I am running measurement models for my data. One of my models runs, but I get a chi-square model value of 0.000. What does this mean? Is this a poor model? Below are my output and input; the data is secure so I cannot send it
Chi-Square Test of Model Fit Value 0.000* Degrees of Freedom 0 P-Value 0.0000 Scaling Correction Factor 1.000 for MLR
Chi-Square Test of Model Fit for the Baseline Model Value 45.180 Degrees of Freedom 3 P-Value 0.0000
CFI/TLI CFI 1.000 TLI 1.000
Loglikelihood H0 Value -21243.164 H1 Value -21243.164
Number of Free Parameters 9 Akaike (AIC) 42504.327 Bayesian (BIC) 42548.379 Sample-Size Adjusted BIC 42519.795 RMSEA 0.000 SRMR 0.000
DATA: file is "R:\Users\Sarah Strand\public\Data\MPlus Data\subequalgroups2.txt"; format is free; type is individual;
VARIABLE: NAMES ARE AID FEMALE ... etc [omitted to preserve space];
IDVAR = aid; USEVARIABLES ARE par_app perc_map perc_dap; MISSING ARE .; WEIGHT IS GSWGT3; CLUSTER IS PSUNUM;
Your model is just identified. It has zero degrees of freedom. In this case, model fit cannot be assessed.
Yellowdog posted on Wednesday, October 31, 2012 - 2:37 am
Dear Linda, we want to test a path model (N=189) with the following observed trait variables: - four predictors (IV1 to IV4) - two mediators (M1 and M2) that are, as expected a priori, strongly negatively correlated with each other (r = -.56) - with quality of life (QoL) as DV We specified the following model:
qol on iv1 iv2 iv3 iv3 m1 m2; m1 on iv1 iv2 iv3 iv4; m2 on iv1 iv2 iv3 iv4;
Our question refers to how to model the relationship between M1 and M2. There is equilibrium, but we cannot make assumptions on a direction of causality from one to the other. When we specify a nonrecursive feedback loop (m1 on m2 (p31); m2 on m1 (p32);), model estimation fails (see output below). If we only specify that M1 and M2 are correlated (m1 with m2 (p31);), model estimation fails too (see output below).
Chi-Square Test of Model Fit Value 0.000 Degrees of Freedom 0 P-Value 0.0000
RMSEA (Root Mean Square Error Of Approximation) Estimate 0.000 90 Percent C.I. 0.000 0.000 Probability RMSEA <= .05 0.000
How can we fix the problem? Many thanks for your help, Mario
The models are not failures. They are just-identified with zero degrees of freedom. Model fit cannot be assessed in this case.

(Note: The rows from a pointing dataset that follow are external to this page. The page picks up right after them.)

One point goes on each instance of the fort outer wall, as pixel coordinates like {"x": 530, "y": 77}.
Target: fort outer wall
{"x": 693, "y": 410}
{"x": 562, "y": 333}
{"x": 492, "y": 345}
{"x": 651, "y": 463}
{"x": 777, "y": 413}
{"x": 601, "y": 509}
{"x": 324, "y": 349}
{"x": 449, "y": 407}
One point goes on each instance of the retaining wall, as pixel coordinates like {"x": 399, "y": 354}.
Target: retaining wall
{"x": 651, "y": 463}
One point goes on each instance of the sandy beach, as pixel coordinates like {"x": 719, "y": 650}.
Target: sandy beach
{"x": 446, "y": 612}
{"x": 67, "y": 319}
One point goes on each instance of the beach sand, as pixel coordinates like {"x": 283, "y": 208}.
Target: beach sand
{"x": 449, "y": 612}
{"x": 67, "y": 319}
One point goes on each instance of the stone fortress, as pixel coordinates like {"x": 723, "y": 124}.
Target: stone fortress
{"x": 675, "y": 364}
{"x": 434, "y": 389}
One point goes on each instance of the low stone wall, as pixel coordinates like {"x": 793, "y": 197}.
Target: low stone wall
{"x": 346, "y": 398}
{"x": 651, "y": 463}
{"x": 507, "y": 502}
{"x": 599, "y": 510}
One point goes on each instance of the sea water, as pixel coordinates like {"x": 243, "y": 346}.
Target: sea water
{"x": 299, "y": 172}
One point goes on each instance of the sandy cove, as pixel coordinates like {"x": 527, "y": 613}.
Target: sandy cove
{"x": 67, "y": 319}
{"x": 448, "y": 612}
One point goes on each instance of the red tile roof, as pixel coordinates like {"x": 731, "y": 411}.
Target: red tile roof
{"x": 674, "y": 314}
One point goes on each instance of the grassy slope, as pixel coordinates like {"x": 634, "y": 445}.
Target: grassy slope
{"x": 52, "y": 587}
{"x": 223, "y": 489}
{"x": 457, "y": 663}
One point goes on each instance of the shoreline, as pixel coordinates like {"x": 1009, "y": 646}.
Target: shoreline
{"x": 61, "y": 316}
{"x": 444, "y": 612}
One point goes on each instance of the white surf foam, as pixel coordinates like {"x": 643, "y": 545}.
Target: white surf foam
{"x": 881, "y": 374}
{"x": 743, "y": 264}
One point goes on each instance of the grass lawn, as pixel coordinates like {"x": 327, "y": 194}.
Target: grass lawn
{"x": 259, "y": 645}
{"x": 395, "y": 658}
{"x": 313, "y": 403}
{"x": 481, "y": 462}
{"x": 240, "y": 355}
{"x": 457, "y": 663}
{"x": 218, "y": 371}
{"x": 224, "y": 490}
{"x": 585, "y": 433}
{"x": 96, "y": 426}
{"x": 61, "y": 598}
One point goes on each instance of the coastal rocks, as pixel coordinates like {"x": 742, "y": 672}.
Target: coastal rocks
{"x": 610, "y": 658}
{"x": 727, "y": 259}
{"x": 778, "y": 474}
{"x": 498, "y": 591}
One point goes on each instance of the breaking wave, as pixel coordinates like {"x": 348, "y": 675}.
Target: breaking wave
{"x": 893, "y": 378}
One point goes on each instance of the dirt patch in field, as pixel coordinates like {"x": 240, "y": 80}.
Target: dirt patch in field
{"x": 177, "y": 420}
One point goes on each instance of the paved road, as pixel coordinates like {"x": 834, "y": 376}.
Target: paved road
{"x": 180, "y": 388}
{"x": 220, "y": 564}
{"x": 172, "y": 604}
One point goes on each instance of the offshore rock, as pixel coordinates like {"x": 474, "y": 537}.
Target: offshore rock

I would covary m1 with m2.
Yellowdog posted on Thursday, November 01, 2012 - 3:51 am
thank you for your reply.
We understand that with df=0, fit indices are not available. Refocusing our question, we are wondering whether the model outlined above and its results (with df=0) are valid, although we do not get information on how the model fits the data.

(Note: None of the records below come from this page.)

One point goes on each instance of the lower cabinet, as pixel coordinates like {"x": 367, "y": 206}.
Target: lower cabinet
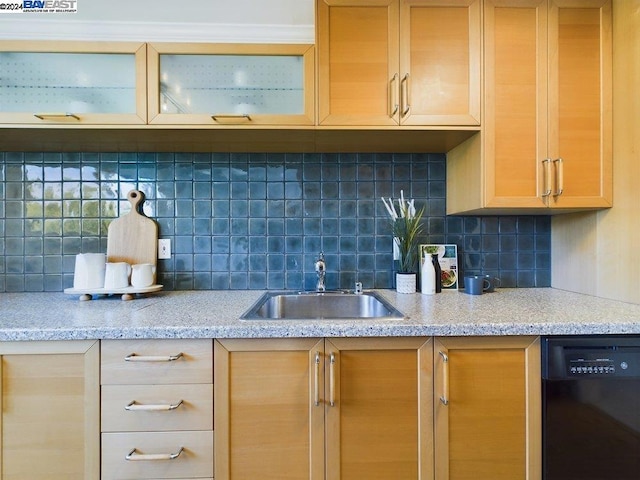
{"x": 487, "y": 408}
{"x": 378, "y": 408}
{"x": 281, "y": 404}
{"x": 459, "y": 408}
{"x": 50, "y": 422}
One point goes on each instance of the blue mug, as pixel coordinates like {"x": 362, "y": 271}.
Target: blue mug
{"x": 476, "y": 284}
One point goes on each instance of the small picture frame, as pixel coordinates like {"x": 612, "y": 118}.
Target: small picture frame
{"x": 448, "y": 259}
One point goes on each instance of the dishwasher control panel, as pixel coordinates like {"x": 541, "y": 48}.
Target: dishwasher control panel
{"x": 591, "y": 357}
{"x": 597, "y": 366}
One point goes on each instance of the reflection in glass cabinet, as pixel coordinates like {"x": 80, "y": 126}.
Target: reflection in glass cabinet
{"x": 234, "y": 85}
{"x": 71, "y": 84}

Can we go ahead and report path coefficients from this analysis as a final result? Or should we try to change the model specification until df>0 (e.g., using MODINDICES) ?
Hi, I am wondering why df=0 is not uncommon in path analysis. My model should not be just-identified because I have a sample size of 390 and am only trying to estimate 4 free parameters but my fit indices come up with a df=0. I'm wondering why this is and if there is any way to have positive df using path analysis. Even in the output examples you have on the website for linear regression they are 0 but this limits the usefulness of the model.
In situations where path analysis does not yield model fit indices how can we compare different models. Can we use an average of the R-squares? Is it too crude? Please can you suggests some ways around this.
Why does the model have no fit indices? Does it have zero degrees of freedom? R-square is not a fit measure. It is a measure of variance explained. Fit compares the observed covariance matrix to the model estimated covariance matrix.